Light cart, easy rolling.
Heavy weight (\(25\mathrm{~kg}\)).
An assistant to the demonstrator.

Presentation#

The cart is placed centrally in front of the lecture hall. From one side the demonstrator and his assistant walk together towards the cart. Arriving at the cart the demonstrator steps on it, his assistant keeps on walking. The students will observe that the demonstrator still has the same speed; he keeps pace with the still walking assistant. The heavy weight is placed on the cart (see Diagram). Again the demonstrator and his assistant start walking towards the cart and on arrival the demonstrator steps on it (the assistant keeps on walking). Now the students will observe that the cart+demonstrator has a lower speed; the still walking assistant being his reference.

Explanation#

The cart \((m)\) and demonstrator ( \(M\) ) is considered as one system. Before he jumps on the cart the total momentum equals \(M v\). After he is jumped on it the total momentum equals

\[(M+m) v\]

So:

\[v^{'}=\frac{M}{M+m} v\]

When the cart is light: \(v^{'}=v\) (the first part of the demonstration).

When \(m\) cannot be neglected \(v^{'}\) will be smaller than \(v\).

Remarks#

When you step on the cart you easily give it an extra push. This should not happen. Some practicing is really needed before showing it to an audience!
\(\quad v^{'}\) is calculated using conservation of (linear) momentum. As can be shown there is no conservation of (kinetic) energy ( \(K\) ) in this demonstration:

Before jumping on the cart: \(K=\frac{1}{2} M v^{2}\).

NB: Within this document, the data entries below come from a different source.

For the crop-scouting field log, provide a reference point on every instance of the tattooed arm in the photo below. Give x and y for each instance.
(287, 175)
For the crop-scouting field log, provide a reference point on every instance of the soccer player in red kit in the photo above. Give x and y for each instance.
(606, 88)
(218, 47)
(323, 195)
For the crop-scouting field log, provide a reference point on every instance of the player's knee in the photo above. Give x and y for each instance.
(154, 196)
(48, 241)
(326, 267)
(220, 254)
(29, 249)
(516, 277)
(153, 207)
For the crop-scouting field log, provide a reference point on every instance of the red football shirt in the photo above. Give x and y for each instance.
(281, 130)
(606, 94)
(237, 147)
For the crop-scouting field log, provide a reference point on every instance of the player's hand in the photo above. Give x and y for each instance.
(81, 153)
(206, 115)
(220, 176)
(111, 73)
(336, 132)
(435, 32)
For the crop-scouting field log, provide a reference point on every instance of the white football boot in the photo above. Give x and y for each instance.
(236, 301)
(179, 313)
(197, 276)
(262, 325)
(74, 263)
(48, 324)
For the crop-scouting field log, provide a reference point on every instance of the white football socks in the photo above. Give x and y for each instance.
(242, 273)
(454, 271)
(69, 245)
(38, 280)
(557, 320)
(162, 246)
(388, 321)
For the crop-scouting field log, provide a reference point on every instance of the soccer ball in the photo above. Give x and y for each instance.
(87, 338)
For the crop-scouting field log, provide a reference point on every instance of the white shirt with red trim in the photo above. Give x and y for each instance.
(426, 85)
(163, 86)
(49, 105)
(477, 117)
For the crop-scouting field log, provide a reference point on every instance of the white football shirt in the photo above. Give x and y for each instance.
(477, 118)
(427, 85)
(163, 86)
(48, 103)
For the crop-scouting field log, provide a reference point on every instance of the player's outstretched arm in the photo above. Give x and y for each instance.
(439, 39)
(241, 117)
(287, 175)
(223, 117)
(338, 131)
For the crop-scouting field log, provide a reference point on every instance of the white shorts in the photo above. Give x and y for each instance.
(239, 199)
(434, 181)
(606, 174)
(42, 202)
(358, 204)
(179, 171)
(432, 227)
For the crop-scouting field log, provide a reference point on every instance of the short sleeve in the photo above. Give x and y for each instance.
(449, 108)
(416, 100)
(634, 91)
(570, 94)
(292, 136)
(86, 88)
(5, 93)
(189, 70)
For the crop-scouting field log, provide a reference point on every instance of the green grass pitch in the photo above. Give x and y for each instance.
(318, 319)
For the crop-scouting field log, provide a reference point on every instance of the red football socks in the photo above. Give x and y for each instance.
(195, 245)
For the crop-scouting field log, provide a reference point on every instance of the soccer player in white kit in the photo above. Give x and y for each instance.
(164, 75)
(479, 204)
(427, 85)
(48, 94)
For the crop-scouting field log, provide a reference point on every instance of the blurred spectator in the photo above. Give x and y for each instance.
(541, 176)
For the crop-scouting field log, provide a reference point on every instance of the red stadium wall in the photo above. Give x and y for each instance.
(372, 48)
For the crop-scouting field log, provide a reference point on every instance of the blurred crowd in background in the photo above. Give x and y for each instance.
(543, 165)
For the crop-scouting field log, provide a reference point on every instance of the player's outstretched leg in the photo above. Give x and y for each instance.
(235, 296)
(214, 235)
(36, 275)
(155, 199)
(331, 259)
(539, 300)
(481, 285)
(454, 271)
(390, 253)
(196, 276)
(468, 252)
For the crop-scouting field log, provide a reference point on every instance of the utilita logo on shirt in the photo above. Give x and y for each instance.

After jumping on the cart: \(K=\frac{1}{2}(M+m) v^{2}\), and substituting \(v^{'}\) will give:

\(K=\frac{M}{M+m} \frac{1}{2} M v^{2}\).

While jumping on the cart part of the energy is lost in friction. (When there would be no friction then you would glide over the cart and leave it undisturbed.) This all shows that conservation of energy cannot be used in calculating \(v\) :

(In our demonstration \(M=75 \mathrm{~kg}\) and \(\mathrm{m}=25 \mathrm{~kg}\). Conservation of momentum gives \(v^{'}=\frac{3}{4} \nu\), while applying conservation of energy gives \(v^{'}=\sqrt{\frac{3}{4}} v=0.87 v\) which is wrong.)

In calculating energy before and after it is of course possible to show how much energy is “lost” in friction.

Sources#

Borghouts, A.N., Inleiding in de Mechanica, pag. 92-93
Mansfield, M and O’Sullivan, C., Understanding physics, pag. 126-127
Roest, R., Inleiding Mechanica, pag. 118-119